I thank you for presenting this again.  This time, you focused more on
what you were hoping for out of the proposal rather than on your
preferred details, and I got a lot more out of it.  It's easier for me
to start out thinking about goals, and you spent more time (or at least
I spent more time reading) about your goals in this version.

    Ian> One of the most toxic things that can happen in any kind of
    Ian> dispute is for there not to be a clear understanding of what
    Ian> the rules are, within which the dispute will be conducted.  Ie,
    Ian> who is allowed to do and say what, and when.

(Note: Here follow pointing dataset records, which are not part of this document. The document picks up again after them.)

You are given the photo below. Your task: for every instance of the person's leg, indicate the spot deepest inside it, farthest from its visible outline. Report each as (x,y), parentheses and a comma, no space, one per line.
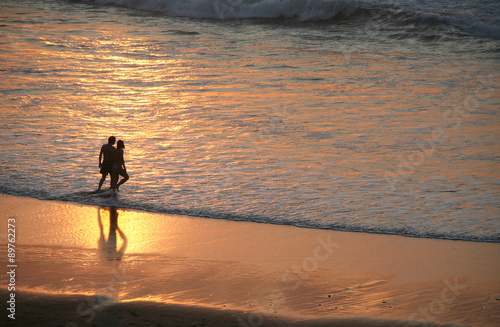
(114,179)
(103,178)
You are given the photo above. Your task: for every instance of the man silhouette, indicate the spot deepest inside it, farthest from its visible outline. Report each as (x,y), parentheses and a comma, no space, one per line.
(106,160)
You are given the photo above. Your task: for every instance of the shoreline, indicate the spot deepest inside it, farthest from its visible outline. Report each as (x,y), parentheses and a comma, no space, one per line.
(250,273)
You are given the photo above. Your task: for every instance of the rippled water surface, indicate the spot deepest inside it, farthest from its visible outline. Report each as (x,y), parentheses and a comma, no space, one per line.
(355,123)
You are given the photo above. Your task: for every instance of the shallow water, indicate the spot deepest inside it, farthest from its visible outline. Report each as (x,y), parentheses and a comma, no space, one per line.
(381,120)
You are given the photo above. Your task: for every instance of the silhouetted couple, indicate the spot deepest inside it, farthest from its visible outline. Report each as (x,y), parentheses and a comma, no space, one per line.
(111,162)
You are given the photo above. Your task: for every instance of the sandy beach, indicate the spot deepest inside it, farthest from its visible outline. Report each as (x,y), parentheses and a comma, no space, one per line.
(79,265)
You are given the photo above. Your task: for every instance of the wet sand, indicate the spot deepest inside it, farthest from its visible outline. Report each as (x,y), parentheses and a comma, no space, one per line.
(80,265)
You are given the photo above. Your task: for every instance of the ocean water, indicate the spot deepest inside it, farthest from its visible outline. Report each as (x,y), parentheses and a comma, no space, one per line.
(371,116)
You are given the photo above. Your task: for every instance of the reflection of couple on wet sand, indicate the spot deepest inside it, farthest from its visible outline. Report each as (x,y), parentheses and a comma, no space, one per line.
(111,162)
(108,248)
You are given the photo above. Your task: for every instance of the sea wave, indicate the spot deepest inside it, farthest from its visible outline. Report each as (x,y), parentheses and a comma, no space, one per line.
(471,20)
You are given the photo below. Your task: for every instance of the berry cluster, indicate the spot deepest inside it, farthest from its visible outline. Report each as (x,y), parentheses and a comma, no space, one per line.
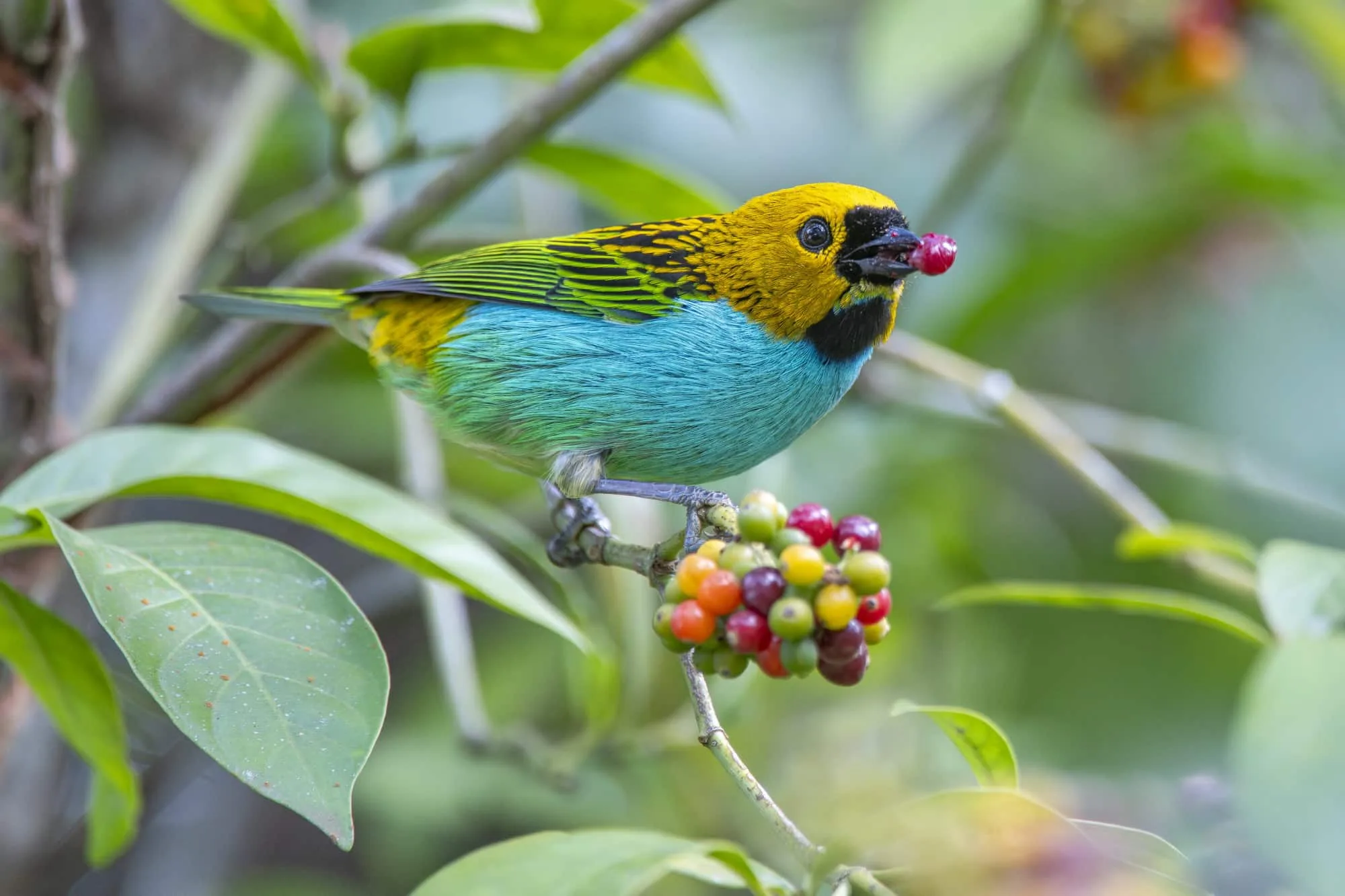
(773,596)
(1149,58)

I think it would be quite valuable for the TC to spend some time
documenting what people can expect.
I think it would be valuable to spend a lot of time thinking about how
we can avoid the need for a defensive reaction from people responding to
a complaint.

That said, I actually think in some cases we need to spend more energy
rather than less.  Minimizing energy spent on the process is not one of
my goals.  I think that the TC in particular may need to spend more
energy to have a chance of people feeling valued even when there is

Interestingly, the one area where I think conserving energy is important
is the one you call out: minimizing the energy people need to spend
responding to a complaint.
Even there, I think that in a case where the TC thinks it is likely to
ask a maintainer to make a change (or override the maintainer) it is
reasonable to expect the maintainer/respondant to spend enough time to
explain their position well enough that the TC understands it.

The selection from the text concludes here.